L'homme politique public ne veut pas entendre parler de Dieu

La contradiction ne serait que d'apparence: parmi les idées défendues par le franc-maçon assumé, le concept de la laïcité fait partie des instruments principaux de l'orchestre idéologique.

Il peut même parfois tenir des propos qui choqueraient plus d'un religieux -quand il raille "ceux qui sont en train de bêler derrière le dalaï-lama" et note qu'"ils sont les mêmes qui couraient après le curé Khomeini". Défavorable aux prières de rue des musulmans, ne serait-ce que "parce qu'elles gênent la circulation", l'homme politique public ne veut pas entendre parler de Dieu.

C'est grâce à la théologie qu'il a noué certaines amitiés. Jacques Généreux, professeur d'économie à Sciences po-Paris, aujourd'hui engagé au Parti de gauche, se souvient de son premier vrai contact avec Mélenchon: "En 2002, nous revenions en train d'Argelès-sur-Mer, où s'était tenue l'université d'été du courant Nouveau Monde, du PS. On se connaît à peine. Bien que nous soyons des laïcards absolus, mon côté chrétien sur le plan philosophique l'a intéressé. La conversation s'est envolée."

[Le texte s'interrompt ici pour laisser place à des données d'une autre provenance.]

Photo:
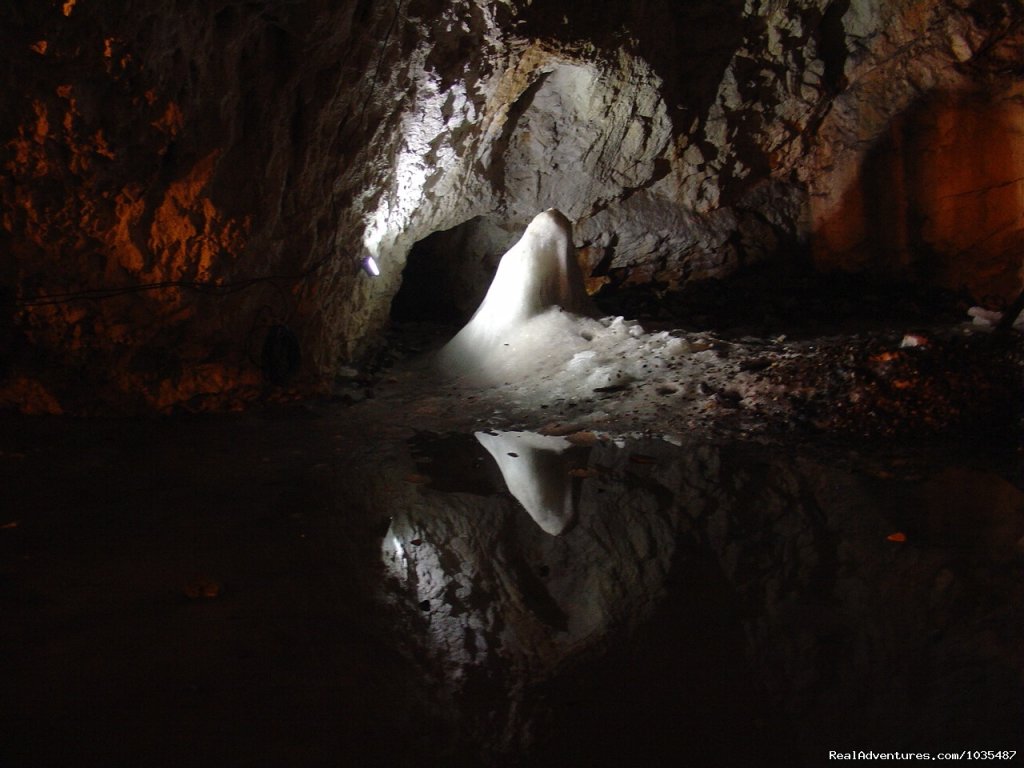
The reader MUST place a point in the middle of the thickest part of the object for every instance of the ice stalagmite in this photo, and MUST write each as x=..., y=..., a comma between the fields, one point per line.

"Laïcard, je n'aime pas le mot, grogne le candidat, des gens très croyants sont d'ardents laïcs." Il ajoute: "Je pratique une discipline intellectuelle, celle du matérialisme philosophique. Je pense que chaque être est relié à un autre, de mille et une manières, jusqu'à la plus petite parcelle du fond de l'univers.

Ma spiritualité va à un être qui n'existe pas: l'humanité universelle. Un être mythique. Est-ce que ce que je ressens participe d'une certaine spiritualité? Je ne vous dirais pas que je suis absent de grands élans. Les copains, ça les fait marrer, mais ça leur passera."

Il se présente comme le candidat des "partageux"

Ce n'est donc pas un hasard si ses biographes (Mélenchon le plébéien, de Lilian Alemagna et Stéphane Alliès, Robert Laffont) ont placé en exergue de leur ouvrage une citation de Theilhard de Chardin, que le leader du Front de gauche a beaucoup lu: "Dans la conjonction de la Raison et de la Mystique, l'Esprit humain, de par la nature même de son développement, est destiné à trouver l'extrême de sa pénétration."

Lors d'un meeting à Metz, mi-janvier, Mélenchon fait référence "aux chrétiens, tendance saint Martin". Ce n'est que pour mieux illustrer sa volonté d'être le candidat des "partageux", dit-il.

Au IVe siècle, Martin de Tours avait coupé son manteau pour en offrir la moitié à un pauvre. Pour autant, jamais le tribun ne s'épanche sur la question religieuse, comme s'il avait l'impression qu'on avait soudain accès à son intimité. A la fin d'une discussion, il éludait avec une mauvaise foi presque touchante: "Pourquoi, c'est intéressant comme question, la spiritualité?"